NeighborSampler

class dgl.graphbolt.NeighborSampler(datapipe, graph, fanouts, replace=False, prob_name=None, deduplicate=True, sampler=None)[source]

Bases: SubgraphSampler

Sample neighbor edges from a graph and return a subgraph.

Functional name: sample_neighbor.

Neighbor sampler is responsible for sampling a subgraph from given data. It returns an induced subgraph along with compacted information. In the context of a node classification task, the neighbor sampler directly utilizes the nodes provided as seed nodes. However, in scenarios involving link prediction, the process needs another pre-peocess operation. That is, gathering unique nodes from the given node pairs, encompassing both positive and negative node pairs, and employs these nodes as the seed nodes for subsequent steps.

Parameters:
  • datapipe (DataPipe) – The datapipe.

  • graph (FusedCSCSamplingGraph) – The graph on which to perform subgraph sampling.

  • fanouts (list[torch.Tensor] or list[int]) – The number of edges to be sampled for each node with or without considering edge types. The length of this parameter implicitly signifies the layer of sampling being conducted. Note: The fanout order is from the outermost layer to innermost layer. For example, the fanout β€˜[15, 10, 5]’ means that 15 to the outermost layer, 10 to the intermediate layer and 5 corresponds to the innermost layer.

  • replace (bool) – Boolean indicating whether the sample is preformed with or without replacement. If True, a value can be selected multiple times. Otherwise, each value can be selected only once.

  • prob_name (str, optional) – The name of an edge attribute used as the weights of sampling for each node. This attribute tensor should contain (unnormalized) probabilities corresponding to each neighboring edge of a node. It must be a 1D floating-point or boolean tensor, with the number of elements equalling the total number of edges.

  • deduplicate (bool) – Boolean indicating whether seeds between hops will be deduplicated. If True, the same elements in seeds will be deleted to only one.

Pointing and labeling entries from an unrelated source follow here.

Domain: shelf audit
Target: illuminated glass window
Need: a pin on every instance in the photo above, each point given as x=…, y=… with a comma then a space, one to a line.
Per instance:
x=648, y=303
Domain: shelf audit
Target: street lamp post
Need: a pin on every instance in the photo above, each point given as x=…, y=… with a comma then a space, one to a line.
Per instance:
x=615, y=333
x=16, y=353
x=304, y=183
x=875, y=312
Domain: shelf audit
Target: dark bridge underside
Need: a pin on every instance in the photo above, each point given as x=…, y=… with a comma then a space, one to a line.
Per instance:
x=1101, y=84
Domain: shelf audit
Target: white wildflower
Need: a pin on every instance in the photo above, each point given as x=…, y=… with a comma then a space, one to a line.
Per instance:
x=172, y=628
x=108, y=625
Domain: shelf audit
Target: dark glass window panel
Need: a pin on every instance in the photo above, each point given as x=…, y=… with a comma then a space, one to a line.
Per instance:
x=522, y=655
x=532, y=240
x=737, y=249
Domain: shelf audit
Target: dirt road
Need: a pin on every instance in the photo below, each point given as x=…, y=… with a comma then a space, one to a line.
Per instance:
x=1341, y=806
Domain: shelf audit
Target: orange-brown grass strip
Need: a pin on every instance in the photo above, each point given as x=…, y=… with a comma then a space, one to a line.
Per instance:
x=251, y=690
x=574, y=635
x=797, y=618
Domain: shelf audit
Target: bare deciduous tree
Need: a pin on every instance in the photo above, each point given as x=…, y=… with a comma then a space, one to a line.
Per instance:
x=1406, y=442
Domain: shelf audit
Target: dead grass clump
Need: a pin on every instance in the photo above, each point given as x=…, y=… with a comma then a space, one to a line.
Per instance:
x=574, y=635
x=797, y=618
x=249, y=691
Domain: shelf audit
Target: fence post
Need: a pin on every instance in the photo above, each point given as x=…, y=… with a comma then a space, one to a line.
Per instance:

Otherwise, the same elements will be remained.

Examples

>>> import torch
>>> import dgl.graphbolt as gb
>>> indptr = torch.LongTensor([0, 2, 4, 5, 6, 7 ,8])
>>> indices = torch.LongTensor([1, 2, 0, 3, 5, 4, 3, 5])
>>> graph = gb.fused_csc_sampling_graph(indptr, indices)
>>> node_pairs = torch.LongTensor([[0, 1], [1, 2]])
>>> item_set = gb.ItemSet(node_pairs, names="node_pairs")
>>> datapipe = gb.ItemSampler(item_set, batch_size=1)
>>> datapipe = datapipe.sample_uniform_negative(graph, 2)
>>> datapipe = datapipe.sample_neighbor(graph, [5, 10, 15])
>>> next(iter(datapipe)).sampled_subgraphs
[SampledSubgraphImpl(sampled_csc=CSCFormatBase(
        indptr=tensor([0, 2, 4, 5, 6, 7, 8]),
        indices=tensor([1, 4, 0, 5, 5, 3, 3, 2]),
    ),
    original_row_node_ids=tensor([0, 1, 4, 5, 2, 3]),
    original_edge_ids=None,
    original_column_node_ids=tensor([0, 1, 4, 5, 2, 3]),
),
SampledSubgraphImpl(sampled_csc=CSCFormatBase(
        indptr=tensor([0, 2, 4, 5, 6, 7, 8]),
        indices=tensor([1, 4, 0, 5, 5, 3, 3, 2]),
    ),
    original_row_node_ids=tensor([0, 1, 4, 5, 2, 3]),
    original_edge_ids=None,
    original_column_node_ids=tensor([0, 1, 4, 5, 2, 3]),
),
SampledSubgraphImpl(sampled_csc=CSCFormatBase(
        indptr=tensor([0, 2, 4, 5, 6]),
        indices=tensor([1, 4, 0, 5, 5, 3]),
    ),
    original_row_node_ids=tensor([0, 1, 4, 5, 2, 3]),
    original_edge_ids=None,
    original_column_node_ids=tensor([0, 1, 4, 5]),
)]
sampling_stages(datapipe, graph, fanouts, replace, prob_name, deduplicate, sampler)[source]

The sampling stages are defined here by chaining to the datapipe. The default implementation expects sample_subgraphs() to be implemented. To define fine-grained stages, this method should be overridden.